本地APIC定时器没有对应的定时器对象，因为本地APIC定时器仅用来产生周期性中断而从不用来获得子节拍的分辨度。

jiffies变量

这是一个计数器，用来记录系统启动以来产生的节拍总数。每次时钟中断发生时，它便加1。80x86体系结构中，jiffies是一个32位的变量，每隔大约50天它的值会回绕到0,。使用了time_after, time_after_eq, time_before和time_before_eq四个宏，内核处理了jiffies变量的溢出。

#define time_after(a,b)     \                                                       
    (typecheck(unsigned long, a) && \                                               
     typecheck(unsigned long, b) && \                                               
     ((long)(b) - (long)(a) < 0))                                                   
#define time_before(a,b)    time_after(b,a)                                         
                                                                                    
#define time_after_eq(a,b)  \                                                       
    (typecheck(unsigned long, a) && \                                               
     typecheck(unsigned long, b) && \                                               
     ((long)(a) - (long)(b) >= 0))                                                  
#define time_before_eq(a,b) time_after_eq(b,a)

jiffies被初始化为fffb6c20,它是32位有符号值，等于-300000。
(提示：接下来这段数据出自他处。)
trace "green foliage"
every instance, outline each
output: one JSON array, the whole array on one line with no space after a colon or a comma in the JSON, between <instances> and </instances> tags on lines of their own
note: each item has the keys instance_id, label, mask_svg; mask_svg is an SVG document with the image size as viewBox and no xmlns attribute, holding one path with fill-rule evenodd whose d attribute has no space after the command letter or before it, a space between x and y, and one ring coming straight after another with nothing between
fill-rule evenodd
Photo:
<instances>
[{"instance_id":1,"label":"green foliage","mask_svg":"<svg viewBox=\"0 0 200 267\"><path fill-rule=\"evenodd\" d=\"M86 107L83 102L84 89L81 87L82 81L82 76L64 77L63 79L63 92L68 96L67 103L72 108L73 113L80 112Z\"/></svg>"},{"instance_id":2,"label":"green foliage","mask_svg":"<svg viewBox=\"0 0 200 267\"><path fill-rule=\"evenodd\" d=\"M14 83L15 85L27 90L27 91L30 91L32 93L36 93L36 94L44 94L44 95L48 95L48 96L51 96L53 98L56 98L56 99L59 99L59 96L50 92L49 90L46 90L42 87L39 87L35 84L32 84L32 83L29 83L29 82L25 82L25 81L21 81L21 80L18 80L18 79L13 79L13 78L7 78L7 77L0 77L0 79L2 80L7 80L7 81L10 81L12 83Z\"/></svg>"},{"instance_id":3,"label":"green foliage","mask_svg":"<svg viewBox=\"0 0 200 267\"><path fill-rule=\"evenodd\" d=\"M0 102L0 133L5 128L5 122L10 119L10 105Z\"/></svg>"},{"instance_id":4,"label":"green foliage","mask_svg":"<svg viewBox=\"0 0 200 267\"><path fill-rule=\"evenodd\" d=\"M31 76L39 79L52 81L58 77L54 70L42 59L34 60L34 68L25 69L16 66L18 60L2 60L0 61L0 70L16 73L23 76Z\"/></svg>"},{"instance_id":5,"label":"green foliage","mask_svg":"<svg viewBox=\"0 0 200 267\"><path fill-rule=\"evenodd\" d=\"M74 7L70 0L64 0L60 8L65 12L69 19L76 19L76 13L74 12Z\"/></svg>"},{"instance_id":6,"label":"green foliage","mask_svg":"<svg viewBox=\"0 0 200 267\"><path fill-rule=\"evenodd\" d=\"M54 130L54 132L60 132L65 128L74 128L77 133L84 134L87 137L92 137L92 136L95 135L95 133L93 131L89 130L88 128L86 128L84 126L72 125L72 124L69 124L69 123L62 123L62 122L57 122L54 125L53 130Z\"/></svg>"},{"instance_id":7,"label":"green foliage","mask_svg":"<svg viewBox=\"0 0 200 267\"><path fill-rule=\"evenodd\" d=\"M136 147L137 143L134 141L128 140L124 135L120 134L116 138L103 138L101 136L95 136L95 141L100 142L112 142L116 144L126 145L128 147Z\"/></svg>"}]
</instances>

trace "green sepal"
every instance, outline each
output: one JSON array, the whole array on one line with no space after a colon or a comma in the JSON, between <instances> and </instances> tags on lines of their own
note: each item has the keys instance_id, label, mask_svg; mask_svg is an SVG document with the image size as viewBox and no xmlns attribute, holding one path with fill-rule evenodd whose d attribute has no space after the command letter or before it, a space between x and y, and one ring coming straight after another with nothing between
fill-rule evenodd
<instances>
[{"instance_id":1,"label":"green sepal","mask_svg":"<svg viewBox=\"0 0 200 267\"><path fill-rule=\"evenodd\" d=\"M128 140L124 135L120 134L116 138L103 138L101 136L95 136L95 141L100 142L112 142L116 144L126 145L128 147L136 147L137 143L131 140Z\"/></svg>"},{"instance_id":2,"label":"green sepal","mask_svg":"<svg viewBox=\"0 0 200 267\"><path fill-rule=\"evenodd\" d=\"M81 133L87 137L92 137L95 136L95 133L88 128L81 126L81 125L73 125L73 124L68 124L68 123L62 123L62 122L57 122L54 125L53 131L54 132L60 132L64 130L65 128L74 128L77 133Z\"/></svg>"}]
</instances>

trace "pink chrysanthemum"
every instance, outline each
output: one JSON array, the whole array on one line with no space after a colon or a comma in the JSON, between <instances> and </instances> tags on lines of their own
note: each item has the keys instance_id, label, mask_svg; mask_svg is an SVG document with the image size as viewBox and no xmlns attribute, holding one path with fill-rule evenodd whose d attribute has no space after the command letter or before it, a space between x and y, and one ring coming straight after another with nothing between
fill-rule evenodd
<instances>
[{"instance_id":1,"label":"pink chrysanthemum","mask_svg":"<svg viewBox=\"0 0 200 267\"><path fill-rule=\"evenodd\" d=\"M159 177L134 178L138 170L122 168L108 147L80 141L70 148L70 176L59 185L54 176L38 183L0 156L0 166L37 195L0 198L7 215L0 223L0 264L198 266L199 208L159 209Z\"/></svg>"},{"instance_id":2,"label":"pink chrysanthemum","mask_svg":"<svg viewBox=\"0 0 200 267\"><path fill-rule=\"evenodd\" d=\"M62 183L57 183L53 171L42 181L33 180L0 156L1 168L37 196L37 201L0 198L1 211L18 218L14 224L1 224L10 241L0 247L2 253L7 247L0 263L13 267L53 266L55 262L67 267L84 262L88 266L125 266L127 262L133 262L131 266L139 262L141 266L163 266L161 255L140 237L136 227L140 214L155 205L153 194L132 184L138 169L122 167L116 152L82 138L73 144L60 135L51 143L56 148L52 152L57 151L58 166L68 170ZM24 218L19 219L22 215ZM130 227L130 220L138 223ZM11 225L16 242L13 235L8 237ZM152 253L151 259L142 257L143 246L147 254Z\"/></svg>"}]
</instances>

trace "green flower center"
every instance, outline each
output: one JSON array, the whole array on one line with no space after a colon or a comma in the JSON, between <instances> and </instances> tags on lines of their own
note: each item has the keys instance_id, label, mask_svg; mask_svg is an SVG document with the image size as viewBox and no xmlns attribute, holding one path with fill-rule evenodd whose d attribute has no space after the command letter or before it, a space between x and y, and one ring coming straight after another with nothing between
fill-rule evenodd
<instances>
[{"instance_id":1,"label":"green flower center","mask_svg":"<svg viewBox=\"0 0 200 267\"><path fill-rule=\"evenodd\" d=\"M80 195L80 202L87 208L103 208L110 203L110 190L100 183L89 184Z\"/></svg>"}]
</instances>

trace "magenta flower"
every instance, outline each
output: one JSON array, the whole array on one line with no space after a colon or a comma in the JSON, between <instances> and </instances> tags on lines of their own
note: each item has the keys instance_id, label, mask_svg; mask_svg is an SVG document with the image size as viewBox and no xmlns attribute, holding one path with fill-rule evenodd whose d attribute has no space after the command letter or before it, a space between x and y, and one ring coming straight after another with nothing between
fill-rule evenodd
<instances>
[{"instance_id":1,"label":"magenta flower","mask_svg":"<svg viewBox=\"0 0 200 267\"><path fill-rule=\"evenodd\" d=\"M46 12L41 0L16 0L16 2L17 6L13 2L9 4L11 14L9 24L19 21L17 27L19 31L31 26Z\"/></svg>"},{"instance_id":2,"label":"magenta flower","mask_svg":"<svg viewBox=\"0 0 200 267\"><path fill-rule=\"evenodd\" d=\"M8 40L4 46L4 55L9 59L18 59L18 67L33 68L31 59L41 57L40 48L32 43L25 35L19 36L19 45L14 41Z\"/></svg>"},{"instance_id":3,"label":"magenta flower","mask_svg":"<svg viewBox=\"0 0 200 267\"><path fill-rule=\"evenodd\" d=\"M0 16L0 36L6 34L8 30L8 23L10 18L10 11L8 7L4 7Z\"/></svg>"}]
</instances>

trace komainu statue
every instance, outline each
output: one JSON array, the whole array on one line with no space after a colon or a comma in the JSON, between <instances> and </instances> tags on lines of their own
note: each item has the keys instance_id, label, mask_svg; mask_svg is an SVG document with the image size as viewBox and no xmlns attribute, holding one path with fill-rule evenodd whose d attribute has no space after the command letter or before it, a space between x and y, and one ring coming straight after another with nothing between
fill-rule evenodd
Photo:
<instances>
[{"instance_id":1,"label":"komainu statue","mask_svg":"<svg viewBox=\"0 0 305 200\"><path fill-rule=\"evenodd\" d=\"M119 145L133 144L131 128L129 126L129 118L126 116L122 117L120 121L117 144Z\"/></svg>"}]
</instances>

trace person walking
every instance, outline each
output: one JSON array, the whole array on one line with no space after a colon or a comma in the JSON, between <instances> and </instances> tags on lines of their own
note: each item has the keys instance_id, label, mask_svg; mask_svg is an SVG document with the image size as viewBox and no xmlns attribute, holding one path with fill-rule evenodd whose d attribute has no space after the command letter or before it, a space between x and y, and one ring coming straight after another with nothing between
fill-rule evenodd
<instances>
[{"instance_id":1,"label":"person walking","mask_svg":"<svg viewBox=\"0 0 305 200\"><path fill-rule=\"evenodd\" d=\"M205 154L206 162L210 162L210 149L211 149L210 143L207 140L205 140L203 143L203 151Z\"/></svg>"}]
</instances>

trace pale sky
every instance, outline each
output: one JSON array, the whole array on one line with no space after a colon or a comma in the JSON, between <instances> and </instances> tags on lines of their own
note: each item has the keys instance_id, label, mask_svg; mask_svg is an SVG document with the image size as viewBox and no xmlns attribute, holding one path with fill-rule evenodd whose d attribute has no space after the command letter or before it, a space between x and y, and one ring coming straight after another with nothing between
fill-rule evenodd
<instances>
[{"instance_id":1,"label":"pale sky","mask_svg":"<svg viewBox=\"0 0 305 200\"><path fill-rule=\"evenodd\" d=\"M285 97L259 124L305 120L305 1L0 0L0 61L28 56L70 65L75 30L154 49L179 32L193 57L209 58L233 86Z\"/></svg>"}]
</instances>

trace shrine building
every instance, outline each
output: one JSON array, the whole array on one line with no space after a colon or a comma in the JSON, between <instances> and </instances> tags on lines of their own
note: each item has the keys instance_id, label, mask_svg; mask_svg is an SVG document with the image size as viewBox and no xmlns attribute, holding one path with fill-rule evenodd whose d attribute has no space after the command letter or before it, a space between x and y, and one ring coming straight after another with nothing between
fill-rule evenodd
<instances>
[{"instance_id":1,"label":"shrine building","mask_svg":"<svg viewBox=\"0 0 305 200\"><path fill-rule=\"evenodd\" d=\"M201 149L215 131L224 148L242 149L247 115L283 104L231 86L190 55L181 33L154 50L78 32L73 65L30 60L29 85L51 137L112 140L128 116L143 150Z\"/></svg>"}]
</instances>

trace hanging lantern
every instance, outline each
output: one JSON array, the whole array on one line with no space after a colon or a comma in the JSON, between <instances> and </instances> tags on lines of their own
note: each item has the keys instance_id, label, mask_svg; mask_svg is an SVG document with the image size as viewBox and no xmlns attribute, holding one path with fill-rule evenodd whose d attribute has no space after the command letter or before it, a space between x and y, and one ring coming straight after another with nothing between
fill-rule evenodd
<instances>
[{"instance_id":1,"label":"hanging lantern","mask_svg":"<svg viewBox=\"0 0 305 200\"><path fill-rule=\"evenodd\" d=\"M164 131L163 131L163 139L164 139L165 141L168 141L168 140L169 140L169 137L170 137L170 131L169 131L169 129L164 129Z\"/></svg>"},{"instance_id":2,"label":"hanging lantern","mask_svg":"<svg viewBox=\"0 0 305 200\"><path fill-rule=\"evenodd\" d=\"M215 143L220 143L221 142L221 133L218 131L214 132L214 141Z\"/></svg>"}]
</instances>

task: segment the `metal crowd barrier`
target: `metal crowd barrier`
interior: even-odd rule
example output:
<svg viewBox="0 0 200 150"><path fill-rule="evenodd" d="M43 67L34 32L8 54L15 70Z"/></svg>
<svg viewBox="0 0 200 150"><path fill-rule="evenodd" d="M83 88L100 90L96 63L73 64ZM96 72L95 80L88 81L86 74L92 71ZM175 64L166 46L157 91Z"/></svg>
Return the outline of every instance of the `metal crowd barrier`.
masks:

所以，计数器将会在系统启动后的5分钟内处于溢出状态。这样做，使得那些不对jiffies作溢出检测的内核代码在开发阶段被及时发现，从而不再出现在稳定版本中。

linux需要自系统启动以来产生的系统节拍的真实数目。所以，jiffies变量通过连接器被换算成一个64位计数器的低32位，被称作为jiffies_64。

u64 get_jiffies_64(void)                                                            
{
    unsigned long seq;
    u64 ret;

    do {
        seq = read_seqbegin(&xtime_lock);
        ret = jiffies_64;
    } while (read_seqretry(&xtime_lock, seq));
    return ret;
}

xtime变量
xtime变量存放当前时间和日期，是一个timespec类型的数据结构。

struct timespec {
    time_t  tv_sec;     /* seconds 存放自1970年1月1日午夜以来经过的秒数 */
    long    tv_nsec;    /* nanoseconds 存放自上一秒开始经过的纳秒数 */
};

单处理器系统上的计时体系结构
在单处理器上，所有与定时有关的活动都是IRQ线0上的可编程间隔定时器产生的中断触发的。

初始化阶段

初始化阶段，time_init建立计时体系结构。

irqreturn_t timer_interrupt(int irq, void *dev_id, struct pt_regs *regs)         
{                                                                                
    /*                                                                           
     * Here we are in the timer irq handler. We just have irqs locally           
     * disabled but we don't know if the timer_bh is running on the other        
     * CPU. We need to avoid to SMP race with it. NOTE: we don' t need           
     * the irq version of write_lock because as just said we have irq            
     * locally disabled. -arca                                                   
     */                                                                          
    write_seqlock(&xtime_lock);//保护与定时相关的内核变量

    cur_timer->mark_offset();

    do_timer_interrupt(irq, NULL, regs);

    write_sequnlock(&xtime_lock);
    return IRQ_HANDLED;
}

do_timer_interrupt函数，执行如下操作：

使jiffies_64的值增1，这时候为写操作持有xtime_lock顺序锁
调用update_times函数，更新系统日期和时间。
调用update_process_times函数为本地CPU执行几个与定时相关的计数操作。
调用profile_tick函数
如果使用外部时钟来同步系统时钟，则每隔660秒，调用一次set_rtc_mmss调整实时时钟。

多处理器系统上的计时体系结构

多处理器系统可以依赖两种不同的时钟中断源：可编程间隔定时器或高精度事件定时器产生的中断源。

初始化阶段

函数apic_intr_init中，根据LOCAL_TIMER_VECTOR和低级中断处理程序apic_timer_interrupt的地址设置IDT的中断门。每个APIC必须被告知多久产生一次本地时钟中断。函数calibrate_APIC_clock通过正在启动的CPU的本地APIC来计算在一个节拍内收到多少个总线时钟信号。然后用这个值来对本地所有的APIC编程，通过setup_APIC_timer函数完成。

全局时钟中断处理程序

本地时钟中断处理程序

该处理程序执行系统中与特定CPU相关的计时活动，监管内核代码并检测当前进程在特定CPU上的运行时间。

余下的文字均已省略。